I'm totally new to AI. If I take for example LLaMa 3.1 (small size 8B), what's the rough budget to fine tune it against for example 1GB of extra text data, in any cloud GPU service? (if compute time is not a problem, I can wait)
Let's assume that the average token size in your 1GB file is 4 characters (which is the average that the OpenAI tokenizer generally will get; I assume the Llama tokenizer is similar). 4 chars is 4 bytes, assuming here that you're using UTF-8 and your characters are in the Latin range, so that means your training data is about 264MM tokens.
Let's assume you're doing a single-epoch LoRA training run.
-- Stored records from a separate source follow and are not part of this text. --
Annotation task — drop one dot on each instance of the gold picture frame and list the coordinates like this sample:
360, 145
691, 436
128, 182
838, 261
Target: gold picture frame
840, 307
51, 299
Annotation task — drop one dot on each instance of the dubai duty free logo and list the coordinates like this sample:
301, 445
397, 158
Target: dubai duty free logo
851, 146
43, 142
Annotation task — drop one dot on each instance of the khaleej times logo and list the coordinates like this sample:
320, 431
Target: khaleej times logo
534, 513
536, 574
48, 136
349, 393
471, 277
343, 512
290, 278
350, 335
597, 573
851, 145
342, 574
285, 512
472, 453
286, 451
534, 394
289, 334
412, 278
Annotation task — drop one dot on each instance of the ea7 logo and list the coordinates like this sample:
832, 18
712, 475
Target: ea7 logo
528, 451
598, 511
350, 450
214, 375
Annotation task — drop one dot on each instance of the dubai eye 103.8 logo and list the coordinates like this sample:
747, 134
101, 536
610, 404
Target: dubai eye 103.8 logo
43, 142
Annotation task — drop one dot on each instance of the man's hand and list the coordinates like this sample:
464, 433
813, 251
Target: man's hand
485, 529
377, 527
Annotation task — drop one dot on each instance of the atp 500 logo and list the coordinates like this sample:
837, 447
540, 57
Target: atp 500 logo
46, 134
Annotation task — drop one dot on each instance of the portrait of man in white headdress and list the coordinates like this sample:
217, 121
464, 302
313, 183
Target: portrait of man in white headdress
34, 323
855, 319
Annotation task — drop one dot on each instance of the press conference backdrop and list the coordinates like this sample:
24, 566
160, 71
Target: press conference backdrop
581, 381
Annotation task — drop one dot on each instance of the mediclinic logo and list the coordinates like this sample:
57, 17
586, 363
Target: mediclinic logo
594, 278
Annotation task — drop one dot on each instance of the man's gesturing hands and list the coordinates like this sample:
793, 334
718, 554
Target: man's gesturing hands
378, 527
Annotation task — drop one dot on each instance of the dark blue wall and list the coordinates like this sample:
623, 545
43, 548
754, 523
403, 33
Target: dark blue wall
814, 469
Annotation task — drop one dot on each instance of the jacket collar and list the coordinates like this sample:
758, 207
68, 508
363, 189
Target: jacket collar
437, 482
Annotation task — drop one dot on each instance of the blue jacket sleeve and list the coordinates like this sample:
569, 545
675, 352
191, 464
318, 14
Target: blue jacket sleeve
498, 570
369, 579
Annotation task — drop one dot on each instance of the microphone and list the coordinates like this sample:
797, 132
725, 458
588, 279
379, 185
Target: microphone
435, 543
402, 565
A single H100 should be enough to train Llama 3.1 8B, and it should crank through 264MM tokens in a couple hours, IMO. Since you're not doing multi-GPU training, a PCIe H100 should be fine — you don't need the slightly pricier SXM H100s — and the PCIe versions go for about $2.50/hr on Runpod.
So, about $5 for a custom model, that's probably the best in the world at whatever your task is! (Even if it might be a little dumber at other tasks.) Insanely cheap when you think about it.
TPUs won't beat H100s on price for on-demand personal use cases, but for reserved capacity (i.e. businesses) they're slightly cheaper.
You can dump in 1gb of data (Unsloth supports "raw text training") but whether you'd get good results or a useless model is a different issue. I doubt you'd get a good result unless you combine that with question/answer training as well, assuming that feature is even useful at all for your scenario.